Frits Bolkestein (1933), former EU commissioner for the internal market 1999-2004, has changed his mind. He now advises that Northern Europe leaves the euro and creates its own new currency. In the past in Dutch parliament he voted for monetary union but now he accepts its failure. He accepts that leaving the euro will come at a large cost for the North, since claims in euro will quickly lose value. Perhaps to Bolkestein’s surprise, his article on leaving the euro did not cause headlines all over Europe and was pretty much neglected. It was also neglected by Dutch Prime Minister Mark Rutte, of the same party VVD (i.e. People’s Party for Freedom and Democracy).
Johannes Witteveen (1921), former IMF managing director 1973-1978, severely criticised the same Mark Rutte for lack of understanding of economics. Witteveen also criticised Jeroen Dijsselbloem that his background as an agricultural economist could cause a deficiency in understanding of macro-economics. Witteveen presented a proposal for less cutbacks, more investments and reduction of the Dutch surplus on the external account. Witteveen got a long interview in a rather prominent Dutch magazine Vrij Nederland (VN), with the quote in the title: “Rutte does not understand it.” Witteveen also explains that he is sidetracked in internal discussions in the same VVD party.
The VVD claims to be a conservative-liberal party but apparently has problems tolerating dissenting voices. One supposes that Bolkestein is not really surprised by this, as he neglected the arguments against the euro in the past too. “We had to follow Helmut Kohl and his Germany,” he argues now, but this is obviously false. The real lesson for Bolkestein would be that he should focus on how other voices get excluded and neglected. This might be hard for a man of 80 years – though he showed the flexibility to change his mind.
The Dutch musea published a report on art that may have been robbed during World War II 1940-1945. We may be surprised that they manage to do this already after 65 years and that they don’t wait a full century. The website contains pictures and some of the paintings are quite beautiful. The following has been taken from there, and presents a man in a yellow cloth, painted by Jan Sluijters in 1914. The title of the painting describes the man as a “negro” which is latin for “black” but nowadays we would regard this as an excluding stereotype. If the painting has been robbed from your family by the nazis then you should contact that website.

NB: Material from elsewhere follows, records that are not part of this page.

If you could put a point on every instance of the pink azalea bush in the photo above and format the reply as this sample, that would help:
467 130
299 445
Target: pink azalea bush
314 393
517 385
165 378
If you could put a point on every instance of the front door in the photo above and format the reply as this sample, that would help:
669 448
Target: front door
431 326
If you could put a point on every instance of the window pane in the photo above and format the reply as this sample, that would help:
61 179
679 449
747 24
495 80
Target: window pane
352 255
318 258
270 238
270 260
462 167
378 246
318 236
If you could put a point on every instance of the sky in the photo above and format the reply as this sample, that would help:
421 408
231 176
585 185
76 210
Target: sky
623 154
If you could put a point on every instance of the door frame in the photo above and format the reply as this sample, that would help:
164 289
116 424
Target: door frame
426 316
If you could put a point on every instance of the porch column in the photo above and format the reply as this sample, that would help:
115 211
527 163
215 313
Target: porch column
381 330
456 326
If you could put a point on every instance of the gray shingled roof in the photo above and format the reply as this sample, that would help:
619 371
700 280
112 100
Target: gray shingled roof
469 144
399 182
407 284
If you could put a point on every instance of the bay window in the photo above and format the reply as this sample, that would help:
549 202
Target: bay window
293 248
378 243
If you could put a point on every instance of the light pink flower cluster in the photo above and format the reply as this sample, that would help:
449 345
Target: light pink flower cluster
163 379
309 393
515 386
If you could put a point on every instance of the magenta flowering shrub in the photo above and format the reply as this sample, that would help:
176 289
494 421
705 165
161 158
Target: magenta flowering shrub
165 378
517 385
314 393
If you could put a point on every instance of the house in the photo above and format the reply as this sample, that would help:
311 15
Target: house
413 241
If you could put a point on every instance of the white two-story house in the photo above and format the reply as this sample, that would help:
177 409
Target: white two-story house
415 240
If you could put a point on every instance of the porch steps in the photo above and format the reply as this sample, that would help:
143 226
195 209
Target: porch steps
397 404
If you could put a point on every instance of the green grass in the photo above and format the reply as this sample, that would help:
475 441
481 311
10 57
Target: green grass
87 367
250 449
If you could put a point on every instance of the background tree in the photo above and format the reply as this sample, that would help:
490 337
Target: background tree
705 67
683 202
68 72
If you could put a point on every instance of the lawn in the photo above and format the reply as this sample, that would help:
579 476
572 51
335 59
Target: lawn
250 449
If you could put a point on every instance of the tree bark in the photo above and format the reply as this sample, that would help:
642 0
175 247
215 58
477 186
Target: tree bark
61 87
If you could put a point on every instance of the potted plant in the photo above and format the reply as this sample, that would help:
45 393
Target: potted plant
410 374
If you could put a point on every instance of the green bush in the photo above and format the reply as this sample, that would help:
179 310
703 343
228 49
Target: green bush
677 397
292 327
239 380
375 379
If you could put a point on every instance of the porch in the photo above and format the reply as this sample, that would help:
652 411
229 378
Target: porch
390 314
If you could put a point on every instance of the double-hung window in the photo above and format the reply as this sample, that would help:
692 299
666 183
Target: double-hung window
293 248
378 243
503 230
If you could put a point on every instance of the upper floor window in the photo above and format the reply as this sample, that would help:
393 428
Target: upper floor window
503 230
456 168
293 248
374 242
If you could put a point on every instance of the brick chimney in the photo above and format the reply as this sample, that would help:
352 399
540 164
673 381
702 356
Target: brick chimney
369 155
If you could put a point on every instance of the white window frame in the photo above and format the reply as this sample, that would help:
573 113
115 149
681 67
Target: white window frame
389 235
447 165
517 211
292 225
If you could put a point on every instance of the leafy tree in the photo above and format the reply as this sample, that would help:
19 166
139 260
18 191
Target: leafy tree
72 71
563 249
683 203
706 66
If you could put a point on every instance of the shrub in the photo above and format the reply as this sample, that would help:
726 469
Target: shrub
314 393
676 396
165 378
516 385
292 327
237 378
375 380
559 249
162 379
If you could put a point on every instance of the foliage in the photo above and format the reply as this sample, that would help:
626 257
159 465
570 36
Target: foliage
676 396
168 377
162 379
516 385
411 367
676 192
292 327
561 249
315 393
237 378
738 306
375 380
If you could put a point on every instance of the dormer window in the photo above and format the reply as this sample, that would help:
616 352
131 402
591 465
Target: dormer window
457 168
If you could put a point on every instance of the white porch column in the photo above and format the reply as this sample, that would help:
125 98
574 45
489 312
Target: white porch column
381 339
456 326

A major issue of exclusion and neglect in Dutch society occurred this last October on the topic of Santa Claus. The American Santa is helped by elves and reindeer, but in Holland by black human helpers and his white horse. This human helper is called Black Pete, made up with shoe polish, and dressed in medieval Spanish attire. Tonny van Renterghem (1919) explained in his book When Santa was a Shaman that the figure has prehistorical origins. Dutch Santa riding his horse on the roof tops is just Wodan riding his horse in the skies. When the sun appears to die in December, Santa fights the demons of darkness, and restores life. Black Pete is that German demon of darkness, transformed by Christian faith into a moorish helper. Another transformation of Santa is Father Time, and even Jesus Christ himself. Still, many Dutch immigrants from Suriname and the Dutch Antilles have little affinity with German prehistory. Black Pete reminds them of the period of slavery. This October showed a vehement discussion in Dutch media about whether to adjust our most cherished national celebration. Even the United Nations stepped in to develop some kind of opinion.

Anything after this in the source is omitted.